Thank heaven for the group of journalists, brimming with faith, that have called on the authorities to give Magaya’s concoction a chance. The fact that, in medicine, it is not for the authorities to test every claim from a drug manufacturer, but that it is in fact up to the manufacturer to put their product through the process, is not something a journalist is required to bother with.

It was pleasing to hear the Ministry of Health saying it does not tolerate fake things. Great. We now await news on the Health minister Obediah Moyo’s qualifications. We can’t have people walking around claiming he is just as phoney as Magaya’s herbs.

Economic genius

Muckraker was delighted to read in the state media that basic goods were already flooding the market, just two days after the government announced, in a masterstroke of economic genius, that imports were now allowed.

This is the sort of quick economic turnaround we have been begging President Emmerson Mnangagwa to pull off for the past year.

Now, since Mnangagwa still insisted that the bond note or RTGS is at par with the US dollar, we wait to see how grocers that buy goods in foreign currency will be able to sell them for bond notes and transfers. That will be yet another chapter for Zanu PF, which has re-written the world’s books on economic management with its miracle economic cures.

And what better way for ZBC to show the world that there is no hunger in Zimbabwe than to send Rueben Barwe to report on food? The only thing that might be a problem is if he tried to demonstrate the belt tightening we have all been instructed to do by the country’s owners.
Let’s all tighten our belts!

Chamisa’s invisible flame

The nation was overjoyed last weekend when pigeons were seen on the head of the leader of the opposition, Nelson Chamisa. He also managed to light a flame, which for some reason was invisible.

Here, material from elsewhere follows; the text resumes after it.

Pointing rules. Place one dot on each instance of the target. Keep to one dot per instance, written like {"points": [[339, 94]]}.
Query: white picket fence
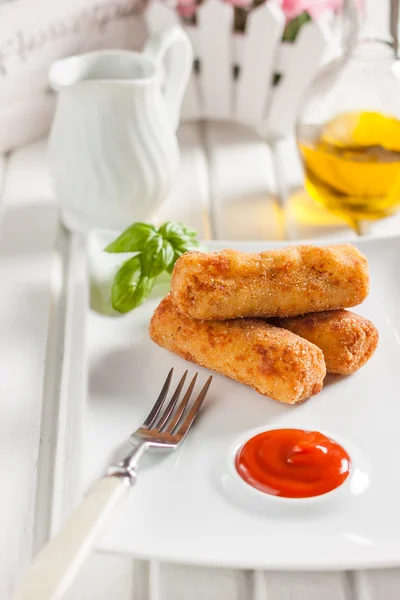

The best account of the entire affair was in a local daily, which dutifully reported that “as he delivered his speech, four doves flew over his head catching his attention and that of his supporters who thronged Gwanzura Stadium”. As for the flame, the paper went on, Chamisa had to “rely on his supporters’ feedback to tell him that the flame had successfully been lit owing to the poor vision caused by the sweltering October sun”.

The Herald is clearly not alone in the business of fiction writing.